Matlab saves these settings as a line of standard Slurm arguments that are passed in when submitting jobs to Slurm. Currently the line is:

--mem-per-cpu=2G --partition=short --ntasks=^N^ --cpus-per-task=^T^

If you wanted to use 4GB per core and the econ-grad partition you’d change it to:

--mem-per-cpu=4G --partition=econ-grad --ntasks=^N^ --cpus-per-task=^T^

You could pass in other Slurm arguments as well. Don’t change --ntasks or --cpus-per-task unless you know what you’re doing–they’re meant to be set elsewhere.

To change these settings, you’ll need to make a new profile. The following script duplicates the 2g short profile, changes the memory per core to 4GB and the partition to sscc and saves it as 4gb sscc.

%%
% Modify '2gb short' 
%      create a cluster object, to be modified
myCluster = parcluster('2gb short')

%      **Enter new settings here**
myCluster.ResourceTemplate = "--mem-per-cpu=4G --partition=sscc --ntasks=^N^ --cpus-per-task=^T^"

%      report the cluster object's new properties
myCluster
%      save this profile for use in future Matlab sessions
saveAsProfile(myCluster, '4gb sscc')

You can also do this by going to the Cluster Profile Manager (where you imported 2g short in the first place), selecting 2g short, then clicking Duplicate and Edit. The settings you want are in the ADDITIONAL SLURM PROPERTIES section, Resource arguments box. To give the configuration a new name, right-click on its name on the left.

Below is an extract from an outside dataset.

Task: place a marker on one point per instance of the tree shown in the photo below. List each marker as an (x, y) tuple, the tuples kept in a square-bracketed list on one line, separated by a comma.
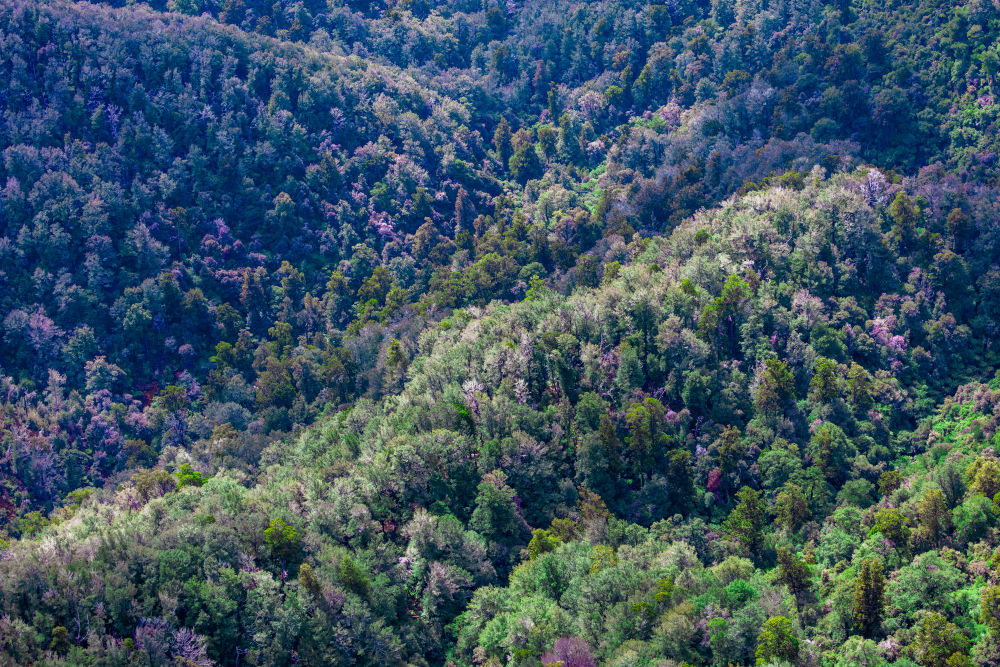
[(501, 141), (746, 522), (283, 540), (775, 389), (524, 163), (793, 572), (869, 598), (791, 506), (777, 641), (990, 608), (496, 516), (938, 641), (934, 520), (893, 526)]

You may notice the option to validate your configuration. This can be extremely helpful for distinguishing between problems with your configuration and problems with your code. However, in our testing we found you must specify at least 7GB of memory per core for it to validate properly, even though programs will run successfully with less. Also, when it asks for the number of workers to use for validation, use a small number like 4. Validation will fail if the Slurm cluster doesn’t have the required resources available at the time you run it.

Note

There are more settings you can change, such as the number of threads (cores) per worker. If you find it useful to change these settings, or have any other insights about using Matlab Parallel Server at the SSCC, we’d love to hear from you and then share your findings with other SSCC researchers.